Encryption Survives. Anonymity Doesn’t.
Chat Control heads to its final trilogue June 29. The mandatory-scanning version my paper models is out of the text — for now. Here's why it still matters.
I just hit submit on my security working paper after a bit more coding and estimating and rewriting. The current version lives on GitHub. Naturally, the week I let it go is the week Brussels schedules its Chat Control endgame.
Here’s where things stand.
The State of Play
Chat Control 1.0 — a voluntary regime that let providers hash-match against known child sexual abuse material (CSAM) on services unencrypted to them — is dead. Parliament let the temporary derogation lapse on April 3 (I wrote about that here). Several of the big providers announced they’d keep scanning voluntarily anyway, which tells you something about how much “legal basis” was ever doing the work. People really want to protect kids, and not letting abuse material live on your servers might seem like a no-brainer to that end.

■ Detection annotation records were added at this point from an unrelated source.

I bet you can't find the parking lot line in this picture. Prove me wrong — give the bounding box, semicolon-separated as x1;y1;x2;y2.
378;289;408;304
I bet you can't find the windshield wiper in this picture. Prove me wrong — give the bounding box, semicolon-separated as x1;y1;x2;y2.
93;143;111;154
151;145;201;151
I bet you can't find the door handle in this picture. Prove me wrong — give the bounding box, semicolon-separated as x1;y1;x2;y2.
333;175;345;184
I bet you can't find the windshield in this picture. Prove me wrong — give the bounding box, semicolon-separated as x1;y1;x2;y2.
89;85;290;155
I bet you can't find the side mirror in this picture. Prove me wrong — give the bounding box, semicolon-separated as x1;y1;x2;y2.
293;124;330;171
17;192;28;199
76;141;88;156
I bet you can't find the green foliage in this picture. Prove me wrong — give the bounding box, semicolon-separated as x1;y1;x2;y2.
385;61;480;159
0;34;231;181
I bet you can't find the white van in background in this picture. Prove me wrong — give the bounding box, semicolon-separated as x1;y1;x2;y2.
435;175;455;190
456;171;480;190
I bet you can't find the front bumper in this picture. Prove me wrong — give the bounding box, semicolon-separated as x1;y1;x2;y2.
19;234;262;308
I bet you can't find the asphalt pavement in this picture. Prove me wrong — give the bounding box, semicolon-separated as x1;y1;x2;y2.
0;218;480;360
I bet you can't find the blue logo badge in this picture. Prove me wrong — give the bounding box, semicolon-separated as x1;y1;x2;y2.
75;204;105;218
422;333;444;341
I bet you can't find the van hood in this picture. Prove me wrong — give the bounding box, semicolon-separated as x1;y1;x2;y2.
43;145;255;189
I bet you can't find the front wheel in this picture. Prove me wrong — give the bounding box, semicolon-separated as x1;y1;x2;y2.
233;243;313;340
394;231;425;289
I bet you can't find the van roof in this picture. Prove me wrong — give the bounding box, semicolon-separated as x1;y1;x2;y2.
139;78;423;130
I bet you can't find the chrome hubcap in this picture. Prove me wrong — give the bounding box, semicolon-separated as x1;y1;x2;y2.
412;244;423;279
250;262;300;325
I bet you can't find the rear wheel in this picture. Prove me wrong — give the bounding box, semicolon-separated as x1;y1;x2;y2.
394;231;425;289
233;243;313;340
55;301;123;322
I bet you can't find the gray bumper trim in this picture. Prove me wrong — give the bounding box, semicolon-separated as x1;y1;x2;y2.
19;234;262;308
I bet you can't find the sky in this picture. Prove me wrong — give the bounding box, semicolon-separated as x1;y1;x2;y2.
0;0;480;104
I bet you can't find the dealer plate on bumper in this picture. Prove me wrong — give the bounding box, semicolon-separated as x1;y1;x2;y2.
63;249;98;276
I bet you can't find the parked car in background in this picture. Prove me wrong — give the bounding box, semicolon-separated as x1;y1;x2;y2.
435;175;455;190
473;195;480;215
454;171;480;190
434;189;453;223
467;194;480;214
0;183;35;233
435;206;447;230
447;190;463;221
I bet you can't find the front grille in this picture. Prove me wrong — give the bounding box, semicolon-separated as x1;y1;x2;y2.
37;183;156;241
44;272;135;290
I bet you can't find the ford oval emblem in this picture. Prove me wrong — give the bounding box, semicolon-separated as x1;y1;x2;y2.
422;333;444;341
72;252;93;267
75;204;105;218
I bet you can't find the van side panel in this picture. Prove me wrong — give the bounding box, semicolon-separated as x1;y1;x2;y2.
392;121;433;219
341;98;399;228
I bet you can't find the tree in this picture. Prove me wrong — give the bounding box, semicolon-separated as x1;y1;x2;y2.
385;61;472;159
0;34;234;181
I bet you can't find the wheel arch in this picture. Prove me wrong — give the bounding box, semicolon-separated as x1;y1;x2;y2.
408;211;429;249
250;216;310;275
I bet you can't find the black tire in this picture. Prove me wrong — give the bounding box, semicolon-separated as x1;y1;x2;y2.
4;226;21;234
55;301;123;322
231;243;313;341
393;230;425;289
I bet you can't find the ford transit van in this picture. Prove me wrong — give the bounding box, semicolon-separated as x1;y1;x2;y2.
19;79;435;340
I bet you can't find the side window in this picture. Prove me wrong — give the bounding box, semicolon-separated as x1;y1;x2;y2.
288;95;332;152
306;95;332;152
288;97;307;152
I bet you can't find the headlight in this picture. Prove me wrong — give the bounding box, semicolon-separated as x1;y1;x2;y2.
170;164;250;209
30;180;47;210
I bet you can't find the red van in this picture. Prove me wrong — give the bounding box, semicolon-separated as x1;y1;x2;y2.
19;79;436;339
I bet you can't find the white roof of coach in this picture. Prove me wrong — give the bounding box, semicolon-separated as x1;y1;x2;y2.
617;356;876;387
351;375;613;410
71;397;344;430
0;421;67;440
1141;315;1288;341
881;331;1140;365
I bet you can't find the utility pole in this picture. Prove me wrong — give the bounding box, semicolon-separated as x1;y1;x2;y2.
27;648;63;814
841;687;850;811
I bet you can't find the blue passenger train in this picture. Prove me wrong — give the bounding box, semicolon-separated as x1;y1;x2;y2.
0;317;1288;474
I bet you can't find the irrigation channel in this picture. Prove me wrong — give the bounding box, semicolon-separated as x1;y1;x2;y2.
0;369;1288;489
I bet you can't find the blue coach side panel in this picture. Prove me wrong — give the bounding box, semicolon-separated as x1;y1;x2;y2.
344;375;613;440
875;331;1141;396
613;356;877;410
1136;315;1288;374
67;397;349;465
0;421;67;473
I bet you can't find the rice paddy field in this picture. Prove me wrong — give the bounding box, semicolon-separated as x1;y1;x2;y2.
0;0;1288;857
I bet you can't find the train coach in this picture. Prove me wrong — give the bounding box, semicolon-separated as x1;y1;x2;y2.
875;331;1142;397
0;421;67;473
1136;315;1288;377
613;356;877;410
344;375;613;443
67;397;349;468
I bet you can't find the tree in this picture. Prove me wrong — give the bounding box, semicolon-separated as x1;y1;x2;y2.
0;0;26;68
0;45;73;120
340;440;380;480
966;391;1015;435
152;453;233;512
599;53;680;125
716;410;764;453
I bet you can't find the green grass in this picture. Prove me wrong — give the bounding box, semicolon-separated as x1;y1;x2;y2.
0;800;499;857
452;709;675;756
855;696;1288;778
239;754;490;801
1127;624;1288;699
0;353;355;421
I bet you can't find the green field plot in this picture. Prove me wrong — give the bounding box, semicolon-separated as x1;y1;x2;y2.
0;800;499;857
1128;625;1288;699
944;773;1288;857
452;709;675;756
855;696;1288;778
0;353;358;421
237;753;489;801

Chat Control 2.0 — a permanent framework — is very much alive, and it’s heading to its fifth and final trilogue on June 29, with adoption expected in July. Where 1.0 was voluntary, known-hash, and unencrypted-only, 2.0’s maximal version flips every axis: mandatory, unknown content (AI-classified, not hash-matched), and everyone — reaching even into encrypted services. So if you’ve been waiting for the part where this actually gets decided: it’s now.
The headline is that the current Council text walks two of those axes back: it dropped the explicitly mandatory detection orders, and the explicit scanning of end-to-end-encrypted messages. Civil liberties win, right?
Sort-of.
Two quieter ways to lose your privacy
The text traded one loud mechanism for two quiet ones.
First, risk-mitigation obligations. Providers would have to assess how their services could be misused and mitigate the risks. Critics argue that, at scale, the only way to mitigate is to scan. There is just too much information flow to not automate it. Hash-matching known material (PhotoDNA) is the easy, defensible part — but “mitigate the risk” doesn’t stop at known hashes; in practice, once the infrastructure is in place, the worry is that it pushes toward classifying unknown CSAM and other illegal content, which is exactly the version my paper says backfires. So mandatory scanning walks out the front door and climbs back in through the compliance window.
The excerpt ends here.